# Selberg's orthonormality conjecture and density

Let $F$ and $G$ be two primitive functions of the Selberg class, and let $\mathbb{A}$ be the set of values taken by the function which maps a prime number $p$ to $a_{p}(F)\overline{a_{p}(G)}$. $\mathbb{A}$ is finite or countable, so that there exists $I\subset\mathbb{N}^*$ such that $\displaystyle{\mathbb{A}=\bigcup_{i\in I}\{A_{i}\}}$, with $A_i\neq A_j$ whenever $i\neq j$. Now, let $\delta$ be the function that maps $i\in I$ to $\displaystyle{\lim_{x\to\infty}\frac{\#\{p\leq x, a_{p}(F)\overline{a_{p}(G)}=A_i\}}{\pi(x)}}$.

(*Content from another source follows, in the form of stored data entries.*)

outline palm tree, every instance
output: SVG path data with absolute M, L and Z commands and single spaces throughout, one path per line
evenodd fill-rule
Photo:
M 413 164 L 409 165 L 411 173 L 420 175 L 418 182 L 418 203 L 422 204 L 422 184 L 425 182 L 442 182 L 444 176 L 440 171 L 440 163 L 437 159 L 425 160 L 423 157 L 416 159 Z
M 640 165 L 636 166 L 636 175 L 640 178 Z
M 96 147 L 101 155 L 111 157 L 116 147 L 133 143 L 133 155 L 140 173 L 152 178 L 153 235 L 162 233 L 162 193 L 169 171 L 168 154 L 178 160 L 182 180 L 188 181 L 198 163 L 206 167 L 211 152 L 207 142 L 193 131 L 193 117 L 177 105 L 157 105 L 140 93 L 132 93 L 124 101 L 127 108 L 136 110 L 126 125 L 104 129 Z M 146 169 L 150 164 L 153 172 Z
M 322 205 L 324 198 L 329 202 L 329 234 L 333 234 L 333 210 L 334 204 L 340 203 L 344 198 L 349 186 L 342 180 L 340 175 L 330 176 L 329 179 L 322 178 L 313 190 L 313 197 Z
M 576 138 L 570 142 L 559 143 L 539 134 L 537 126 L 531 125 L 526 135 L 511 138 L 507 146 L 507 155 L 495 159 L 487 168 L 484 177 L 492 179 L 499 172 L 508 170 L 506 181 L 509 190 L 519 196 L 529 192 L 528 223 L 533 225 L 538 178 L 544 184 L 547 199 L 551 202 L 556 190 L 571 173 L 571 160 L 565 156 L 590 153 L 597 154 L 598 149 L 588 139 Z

Does Selberg's orthonormality conjecture imply $\displaystyle{\sum_{i}\delta(i)A_i=\delta_{F,G}}$, where $\delta_{F,G}=1$ if $F=G$ and $\delta_{F,G}=0$ otherwise? If so, is such an implication in fact an equivalence? Thank you in advance.

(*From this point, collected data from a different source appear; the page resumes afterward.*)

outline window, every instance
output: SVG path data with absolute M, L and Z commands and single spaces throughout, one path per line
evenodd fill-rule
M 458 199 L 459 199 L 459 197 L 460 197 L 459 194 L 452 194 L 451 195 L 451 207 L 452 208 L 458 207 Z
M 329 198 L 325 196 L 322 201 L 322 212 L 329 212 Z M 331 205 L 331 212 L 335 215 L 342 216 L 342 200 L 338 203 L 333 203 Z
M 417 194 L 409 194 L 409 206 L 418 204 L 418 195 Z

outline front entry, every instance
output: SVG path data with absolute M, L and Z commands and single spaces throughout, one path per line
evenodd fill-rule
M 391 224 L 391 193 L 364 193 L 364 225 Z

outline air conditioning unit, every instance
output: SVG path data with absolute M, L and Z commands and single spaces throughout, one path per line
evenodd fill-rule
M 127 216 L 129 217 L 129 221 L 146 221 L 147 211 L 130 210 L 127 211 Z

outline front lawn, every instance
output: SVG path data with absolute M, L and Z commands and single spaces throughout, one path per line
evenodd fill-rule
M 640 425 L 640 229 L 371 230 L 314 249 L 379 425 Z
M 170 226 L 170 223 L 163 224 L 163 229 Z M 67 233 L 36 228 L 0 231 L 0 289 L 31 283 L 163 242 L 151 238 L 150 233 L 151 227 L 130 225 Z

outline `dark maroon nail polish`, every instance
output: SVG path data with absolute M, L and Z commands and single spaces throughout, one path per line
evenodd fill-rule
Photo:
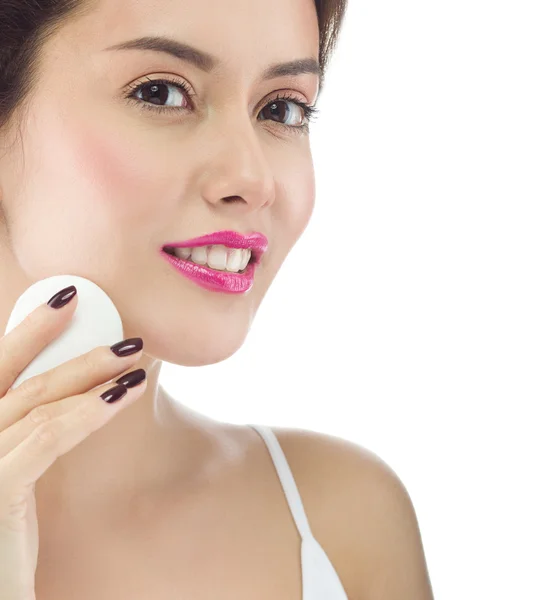
M 110 390 L 107 390 L 104 394 L 101 394 L 101 398 L 110 404 L 117 402 L 128 392 L 128 388 L 125 385 L 116 385 Z
M 110 347 L 110 349 L 116 354 L 116 356 L 130 356 L 130 354 L 135 354 L 139 352 L 143 348 L 143 340 L 140 337 L 128 338 L 127 340 L 122 340 L 118 342 L 118 344 L 114 344 Z
M 136 385 L 139 385 L 142 381 L 144 381 L 145 376 L 145 369 L 136 369 L 135 371 L 131 371 L 130 373 L 122 375 L 122 377 L 118 378 L 115 381 L 115 383 L 125 385 L 127 388 L 133 388 Z
M 71 285 L 67 288 L 64 288 L 63 290 L 60 290 L 57 294 L 54 294 L 54 296 L 47 302 L 47 304 L 51 308 L 62 308 L 63 306 L 66 306 L 66 304 L 68 304 L 68 302 L 70 302 L 70 300 L 76 294 L 76 286 Z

No. (This is very unlikely to hold for anything except $L$-functions with only finitely many distinct coefficients; the simplest counter-example is to take an elliptic curve $E$ and its associated $L$-function $L(E,s)$, normalized to have critical line at $1/2$, and $F=G=L(E,s)$; for any non-zero real number $x>0$, due to the renormalization -- which by the way makes the question rather strange --, any prime $p$ for which $|a(p)|^2=x$, the Hasse-Weil coefficient $a_p$ of the elliptic curve must satisfy $a_p^2=px$; in particular $\sqrt{px}$ is an integer, and there are rather obviously only finitely many $p$ which can satisfy this for a given $x$. In other words, your function $\delta$ is identically zero, despite the fact that $\delta_{F,F}=1$.)
One can also of course just take the $L$-function of the Ramanujan delta function, replacing just squareroots with powers $11/2$ in the right places.